On the other hand, with few exceptions since the original peopling of this planet, there have always been “locals” there to either greet the newcomers, or to resist them. Which is which depends largely on the need, or lack thereof, for new blood to revitalize a community AND on the attitudes of the newcomers. People who charge into a new setting, buy up the property, propagate the worst of what they claim to have left behind, and push the locals around, should not be surprised at the glares and sidelong glances they get from their new neighbours, as these mutter among themselves. Those who, on the other hand, settle gently into their adopted community, with a humble posture of learning, will over time be adopted as bona fide residents. There are plenty of both sorts, among the current groups of migrants, as there have been in such groups, throughout history.

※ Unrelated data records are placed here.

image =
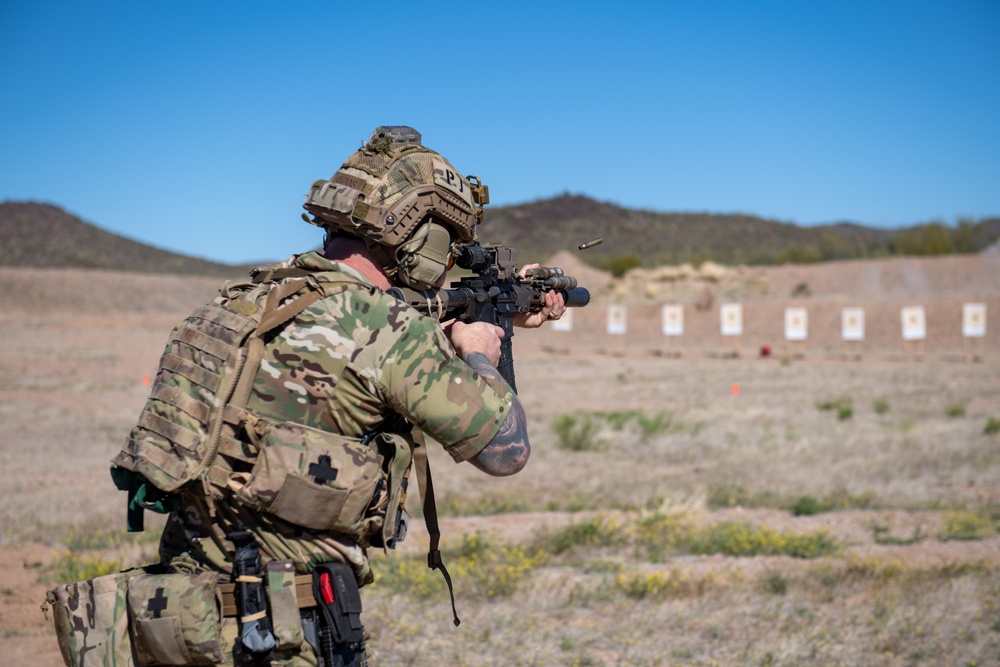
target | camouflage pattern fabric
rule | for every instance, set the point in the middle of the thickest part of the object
(346, 364)
(91, 621)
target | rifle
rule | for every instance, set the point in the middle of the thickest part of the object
(494, 294)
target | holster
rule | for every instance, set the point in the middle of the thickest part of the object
(256, 638)
(342, 637)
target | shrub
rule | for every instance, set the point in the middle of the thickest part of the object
(492, 569)
(577, 432)
(596, 532)
(965, 525)
(807, 506)
(842, 405)
(955, 410)
(659, 535)
(659, 585)
(775, 584)
(70, 567)
(741, 538)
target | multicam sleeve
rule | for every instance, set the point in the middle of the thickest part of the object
(438, 391)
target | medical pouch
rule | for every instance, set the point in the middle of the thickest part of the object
(91, 620)
(176, 618)
(315, 479)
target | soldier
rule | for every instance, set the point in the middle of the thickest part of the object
(356, 368)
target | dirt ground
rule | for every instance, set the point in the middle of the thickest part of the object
(78, 347)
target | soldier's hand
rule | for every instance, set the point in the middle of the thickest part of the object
(475, 337)
(553, 309)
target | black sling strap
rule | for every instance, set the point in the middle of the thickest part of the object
(434, 561)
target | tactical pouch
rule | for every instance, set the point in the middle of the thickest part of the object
(91, 620)
(176, 618)
(283, 603)
(311, 478)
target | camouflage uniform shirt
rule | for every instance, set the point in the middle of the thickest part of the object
(346, 364)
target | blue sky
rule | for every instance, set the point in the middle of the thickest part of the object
(199, 126)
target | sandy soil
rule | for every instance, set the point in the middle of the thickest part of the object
(79, 345)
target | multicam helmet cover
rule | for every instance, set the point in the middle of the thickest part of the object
(391, 185)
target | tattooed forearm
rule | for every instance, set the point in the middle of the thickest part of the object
(508, 451)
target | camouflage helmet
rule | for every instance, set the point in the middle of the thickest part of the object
(391, 185)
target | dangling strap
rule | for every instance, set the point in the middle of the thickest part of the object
(434, 561)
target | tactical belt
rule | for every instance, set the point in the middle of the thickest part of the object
(303, 593)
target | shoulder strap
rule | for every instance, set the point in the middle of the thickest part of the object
(423, 468)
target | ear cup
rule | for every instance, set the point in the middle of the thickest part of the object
(423, 259)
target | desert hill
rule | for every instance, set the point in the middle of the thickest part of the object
(646, 238)
(43, 235)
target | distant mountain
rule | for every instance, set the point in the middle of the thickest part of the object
(46, 236)
(43, 235)
(542, 228)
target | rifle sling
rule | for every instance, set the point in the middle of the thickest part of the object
(423, 470)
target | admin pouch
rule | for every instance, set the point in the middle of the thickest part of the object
(196, 433)
(139, 617)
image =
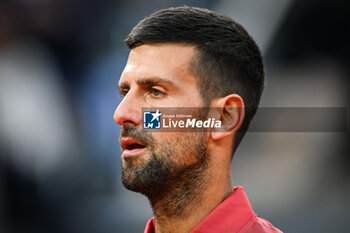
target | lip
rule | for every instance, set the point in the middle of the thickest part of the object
(127, 151)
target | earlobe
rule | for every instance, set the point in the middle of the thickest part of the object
(230, 110)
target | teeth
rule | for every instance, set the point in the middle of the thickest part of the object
(135, 146)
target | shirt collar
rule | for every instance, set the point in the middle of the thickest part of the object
(232, 214)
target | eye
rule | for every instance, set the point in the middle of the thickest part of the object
(123, 92)
(156, 92)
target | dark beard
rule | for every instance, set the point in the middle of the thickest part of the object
(169, 184)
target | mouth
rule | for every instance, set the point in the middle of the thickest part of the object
(131, 146)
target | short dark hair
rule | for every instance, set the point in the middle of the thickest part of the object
(227, 59)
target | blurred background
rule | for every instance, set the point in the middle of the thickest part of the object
(60, 61)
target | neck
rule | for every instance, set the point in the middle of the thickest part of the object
(189, 203)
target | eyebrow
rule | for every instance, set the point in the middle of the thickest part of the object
(147, 82)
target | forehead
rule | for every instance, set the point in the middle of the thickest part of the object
(166, 60)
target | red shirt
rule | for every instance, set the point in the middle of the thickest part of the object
(233, 215)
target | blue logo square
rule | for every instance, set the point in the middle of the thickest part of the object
(151, 119)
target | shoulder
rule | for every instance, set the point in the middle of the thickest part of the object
(258, 225)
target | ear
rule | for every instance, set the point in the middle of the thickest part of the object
(230, 110)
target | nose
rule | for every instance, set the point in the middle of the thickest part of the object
(129, 111)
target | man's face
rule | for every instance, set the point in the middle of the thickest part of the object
(153, 162)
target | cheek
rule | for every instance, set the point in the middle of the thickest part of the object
(181, 148)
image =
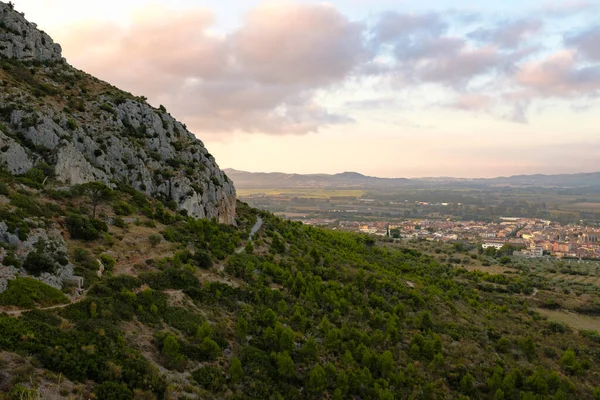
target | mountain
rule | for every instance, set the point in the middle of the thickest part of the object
(280, 180)
(88, 130)
(111, 288)
(262, 180)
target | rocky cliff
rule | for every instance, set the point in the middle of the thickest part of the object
(54, 115)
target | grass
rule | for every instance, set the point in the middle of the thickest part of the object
(583, 206)
(305, 193)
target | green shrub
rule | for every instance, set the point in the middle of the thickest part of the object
(122, 208)
(113, 391)
(202, 259)
(12, 260)
(38, 262)
(3, 189)
(84, 228)
(26, 292)
(154, 239)
(108, 261)
(209, 377)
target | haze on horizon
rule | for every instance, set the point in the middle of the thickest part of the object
(385, 88)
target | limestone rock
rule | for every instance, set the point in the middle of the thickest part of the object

I wish the better angels of their natures to be in the vanguard.

A Working Solstice


June 21, 2021- It was not so much a working day for me, but a relative handful of mechanics performed maintenance on Elantra Thirteen, replacing brake pads and rotors, aligning the wheels and performing the usual oil & lube. It was an all-day affair, leading to a few other errands being postponed, and a Zoom call set aside. That’s okay, E13 does a lot of work for me, both here and elsewhere, so the day was hers.

Whilst ensconced in the waiting area at the shop, I received a call from the Dermatology Center, and my procedure is scheduled for July 29. In the meantime, I will continue to dress the area, with essential oils and Life Wave patches. This also addresses the whole matter of my going where I feel called next month, at least leaving myself sufficient time to return to Home Base, by July 28.

Dallas, Tulsa and Sarcoxie will now, hopefully, be followed by Crossville, Knoxville, Harrisonburg, Oley (maybe Paoli and Exton, if the family schedules permit), Elmont, the North Shore, the resting place in Maine-of a cousin who passed away recently, Mishawaka, Wilmette, Minneapolis-and any part of Colorado that happens to be en route back to Home Base.

Back here around 3:50, I got my bearings, rested a bit and juiced a bunch of wheatgrass, after eating a dinner salad and hummus on a rye cracker. Today is actually the day after Solstice, and I’ve gotten well into my summer salad for dinner regimen, but I am very much enamoured of the 21st day of June being the First Day of Summer.

As I listen to an original jazz tune called “Tales of A Courtesan”, by the Japanese-American composer, Toshiko Ariyoshi, it’s a comfort to know that we each have our strengths and can share a unique view of one or more elements of life.